Figure 20.3: Parameter Estimates of Poisson Regression

Parameter Estimates
Parameter	DF	Estimate	Standard Error	t Value	Pr > \|t\|
Intercept	1	0.3046	0.1030	2.96	0.0031
fem	1	-0.2246	0.05461	-4.11	<.0001
mar	1	0.1552	0.06137	2.53	0.0114
kid5	1	-0.1849	0.04013	-4.61	<.0001
phd	1	0.01282	0.02640	0.49	0.6271
ment	1	0.02554	0.002006	12.73	<.0001

To allow for variance greater than the mean, you can fit the negative binomial model instead of the Poisson model by specifying the DIST=NEGBIN option, as shown in the following statements. Whereas the Poisson model requires that the conditional mean and conditional variance be equal, the negative binomial model allows for overdispersion, in which the conditional variance can exceed the conditional mean.

/*-- Negative Binomial Regression --*/
proc hpcountreg data=long97data;
   model art = fem mar kid5 phd ment / dist=negbin(p=2) method=quanew;
   performance nthreads=2 nodes=4 details;
run;

Figure 20.4 shows the fit summary and Figure 20.5 shows the parameter estimates.

Figure 20.4: Estimation Summary Table for a Negative Binomial Regression

The HPCOUNTREG Procedure

Model Fit Summary
Dependent Variable	art
Number of Observations	915
Data Set	WORK.LONG97DATA
Model	NegBin
Log Likelihood	-1561
Maximum Absolute Gradient	0.0000666
Number of Iterations	16
Optimization Method	Quasi-Newton
AIC	3136
SBC	3170

Figure 20.5: Parameter Estimates of Negative Binomial Regression

Parameter Estimates
Parameter	DF	Estimate	Standard Error	t Value	Pr > \|t\|
Intercept	1	0.2561	0.1386	1.85	0.0645
fem	1	-0.2164	0.07267	-2.98	0.0029
mar	1	0.1505	0.08211	1.83	0.0668
kid5	1	-0.1764	0.05306	-3.32	0.0009
phd	1	0.01527	0.03604	0.42	0.6718
ment	1	0.02908	0.003470	8.38	<.0001
_Alpha	1	0.4416	0.05297	8.34	<.0001

The parameter estimate for _Alpha of 0.4416 is an estimate of the dispersion parameter in the negative binomial distribution.
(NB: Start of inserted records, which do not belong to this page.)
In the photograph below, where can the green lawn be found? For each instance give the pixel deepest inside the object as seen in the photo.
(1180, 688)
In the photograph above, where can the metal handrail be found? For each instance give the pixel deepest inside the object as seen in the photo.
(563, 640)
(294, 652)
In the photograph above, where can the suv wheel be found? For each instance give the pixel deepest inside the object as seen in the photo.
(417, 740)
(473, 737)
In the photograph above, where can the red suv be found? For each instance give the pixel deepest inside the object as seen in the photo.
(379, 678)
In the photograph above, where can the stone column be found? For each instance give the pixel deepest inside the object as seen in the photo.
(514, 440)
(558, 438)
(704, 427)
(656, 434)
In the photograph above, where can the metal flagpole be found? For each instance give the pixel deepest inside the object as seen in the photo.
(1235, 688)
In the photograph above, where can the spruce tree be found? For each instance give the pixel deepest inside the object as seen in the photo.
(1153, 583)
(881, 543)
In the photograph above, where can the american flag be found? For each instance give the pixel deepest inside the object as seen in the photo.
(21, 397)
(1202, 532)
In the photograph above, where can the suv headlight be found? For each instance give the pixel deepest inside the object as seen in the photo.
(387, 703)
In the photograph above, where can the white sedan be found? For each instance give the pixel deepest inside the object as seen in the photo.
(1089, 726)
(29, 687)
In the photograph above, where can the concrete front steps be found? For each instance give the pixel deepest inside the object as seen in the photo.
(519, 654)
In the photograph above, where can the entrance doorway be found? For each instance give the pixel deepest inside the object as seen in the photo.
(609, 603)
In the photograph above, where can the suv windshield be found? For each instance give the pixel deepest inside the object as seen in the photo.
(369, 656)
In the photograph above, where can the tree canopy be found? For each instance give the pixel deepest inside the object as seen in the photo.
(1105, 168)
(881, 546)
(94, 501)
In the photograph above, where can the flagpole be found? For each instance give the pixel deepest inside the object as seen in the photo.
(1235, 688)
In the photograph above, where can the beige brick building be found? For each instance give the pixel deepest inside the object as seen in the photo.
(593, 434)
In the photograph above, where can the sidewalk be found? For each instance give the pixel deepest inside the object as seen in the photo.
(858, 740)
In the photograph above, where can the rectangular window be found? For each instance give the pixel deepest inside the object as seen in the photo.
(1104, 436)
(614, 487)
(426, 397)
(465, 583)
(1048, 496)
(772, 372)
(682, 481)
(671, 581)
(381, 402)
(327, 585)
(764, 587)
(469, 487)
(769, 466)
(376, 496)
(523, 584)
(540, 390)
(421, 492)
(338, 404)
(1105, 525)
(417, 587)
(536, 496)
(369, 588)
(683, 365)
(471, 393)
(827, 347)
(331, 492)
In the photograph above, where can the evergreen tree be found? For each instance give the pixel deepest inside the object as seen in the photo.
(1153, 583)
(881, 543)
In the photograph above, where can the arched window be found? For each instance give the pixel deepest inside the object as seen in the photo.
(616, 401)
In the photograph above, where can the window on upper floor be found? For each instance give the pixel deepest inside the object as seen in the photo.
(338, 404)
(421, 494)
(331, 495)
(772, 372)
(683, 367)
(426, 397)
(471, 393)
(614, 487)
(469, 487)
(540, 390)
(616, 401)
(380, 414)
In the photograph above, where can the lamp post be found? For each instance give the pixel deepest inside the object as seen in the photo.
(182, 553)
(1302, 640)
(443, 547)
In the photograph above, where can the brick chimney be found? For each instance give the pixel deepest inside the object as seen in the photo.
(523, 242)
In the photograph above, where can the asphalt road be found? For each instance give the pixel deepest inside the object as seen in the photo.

A t test for the hypothesis $H_0: \alpha =0$ is provided. It is highly significant, indicating overdispersion ( $p<0.0001$ ).

The null hypothesis $H_0: \alpha =0$ can be also tested against the alternative $\alpha > 0$ by using the likelihood ratio test, as described by Cameron and Trivedi (1998, pp. 45, 77–78). The likelihood ratio test statistic is equal to $-2(\mathcal{L}_{P}-\mathcal{L}_{NB})=-2(-1651+1561)=180$ , which is highly significant, providing strong evidence of overdispersion.